Research Interests

My research focuses on the theoretical underpinnings of federated and decentralized learning, with a particular emphasis on developing and analyzing optimization algorithms. I am interested in understanding the convergence properties and generalization capabilities of these methods under realistic and challenging conditions, such as non-convex loss landscapes and data heterogeneity.

Publications

Online Learning with Non-convex Losses: New Condition to Achieve Small Dynamic Regret

Sumit Sah, Bharath B.N

IEEE International Conference on Acoustics, Speech, and Signal Processing (ICASSP), Hyderabad, India, 2025  DOI

We study online learning with non-convex, time-varying loss functions. We show that Online Gradient Descent (OGD) can achieve dynamic regret comparable to the strongly convex case, under a novel condition defined within a ball of radius p around the initialization. This condition incorporates gradients, losses, and temporal variation to reflect the online nature of the problem. Under this assumption, OGD attains dynamic regret scaling sub-linearly with variation. Experimental results support our theory

Generalization of FedAvg Under Constrained Polyak-Łojasiewicz Type Conditions: A Single Hidden Layer Neural Network Analysis

Sumit Sah, Shruti Maralappanavar, B. N. Bharath, Prashant Khanduri

Submitted

We study the FedAvg algorithm in Federated Learning, focusing on its optimization and generalization performance. Under new constrained conditions, we show that FedAvg converges linearly and applies to certain neural networks with sufficient width. We also prove that its generalization error improves optimally with more data and benefits further from having more clients.

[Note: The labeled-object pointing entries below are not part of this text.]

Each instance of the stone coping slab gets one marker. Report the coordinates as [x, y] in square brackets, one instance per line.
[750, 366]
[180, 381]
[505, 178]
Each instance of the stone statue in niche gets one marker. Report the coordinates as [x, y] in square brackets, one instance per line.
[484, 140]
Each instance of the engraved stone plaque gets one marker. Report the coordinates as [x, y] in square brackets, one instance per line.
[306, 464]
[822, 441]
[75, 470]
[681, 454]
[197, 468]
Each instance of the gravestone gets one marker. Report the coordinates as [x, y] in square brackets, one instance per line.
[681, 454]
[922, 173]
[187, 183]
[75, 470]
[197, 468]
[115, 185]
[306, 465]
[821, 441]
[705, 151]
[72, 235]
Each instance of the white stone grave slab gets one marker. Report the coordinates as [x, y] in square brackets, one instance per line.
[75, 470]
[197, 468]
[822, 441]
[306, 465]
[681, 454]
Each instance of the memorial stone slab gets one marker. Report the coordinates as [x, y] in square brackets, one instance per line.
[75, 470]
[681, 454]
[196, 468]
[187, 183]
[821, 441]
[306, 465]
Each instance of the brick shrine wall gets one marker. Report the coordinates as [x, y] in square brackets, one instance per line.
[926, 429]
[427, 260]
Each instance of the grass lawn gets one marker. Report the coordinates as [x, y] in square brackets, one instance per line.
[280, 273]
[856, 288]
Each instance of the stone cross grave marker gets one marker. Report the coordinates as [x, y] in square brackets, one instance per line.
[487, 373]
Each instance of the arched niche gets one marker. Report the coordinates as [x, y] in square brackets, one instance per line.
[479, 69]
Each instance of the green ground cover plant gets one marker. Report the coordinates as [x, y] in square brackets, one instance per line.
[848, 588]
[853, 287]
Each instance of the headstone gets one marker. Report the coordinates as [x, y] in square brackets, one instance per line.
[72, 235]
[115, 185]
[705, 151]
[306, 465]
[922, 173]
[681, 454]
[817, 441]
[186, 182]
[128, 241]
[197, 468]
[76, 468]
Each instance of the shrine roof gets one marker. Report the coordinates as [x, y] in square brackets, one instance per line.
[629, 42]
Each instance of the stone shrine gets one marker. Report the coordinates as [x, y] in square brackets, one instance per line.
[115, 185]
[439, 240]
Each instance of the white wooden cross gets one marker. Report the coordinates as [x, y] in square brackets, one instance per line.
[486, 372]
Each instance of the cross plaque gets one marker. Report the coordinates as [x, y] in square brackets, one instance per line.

Localized Growth Conditions for Decentralized FedAvg: Convergence to Global Optimal Points

Sumit Sah, Bharath B.N

Submitted

We prove the first linear convergence guarantee for Decentralized Federated Averaging (D-FedAvg) under a local PL-type growth condition, far weaker than standard global assumptions. This setting requires neither data homogeneity nor global minimizers—these properties emerge naturally as iterates stay in a bounded region. Our analysis introduces new drift-dynamics bounds to control consensus error, and experiments on diverse datasets confirm the theory

A PL-type Framework for Dynamic Regret in Non-Convex, Non-Smooth Online Composite Optimization

Sumit Sah, Bharath B.N, Shruti Maralappanavar

Submitted

Online learning plays a central role in addressing non-stationary data in signal processing and machine learning. In this work, we study non-convex online composite optimization with non-smooth regularization and analyze the Online Proximal Gradient (OPG) method. We introduce a new proximal Polyak-Lojasiewicz (PL)-type condition under which the dynamic regret scales as $\mathcal{O}(\texttt{D}_T)$, where $\texttt{D}_T$ is a measure of function variation. This result extends PL-type analysis to non-convex, non-smooth settings, marking a significant advance over prior work. Finally, we provide experiments that corroborate the theoretical guarantees.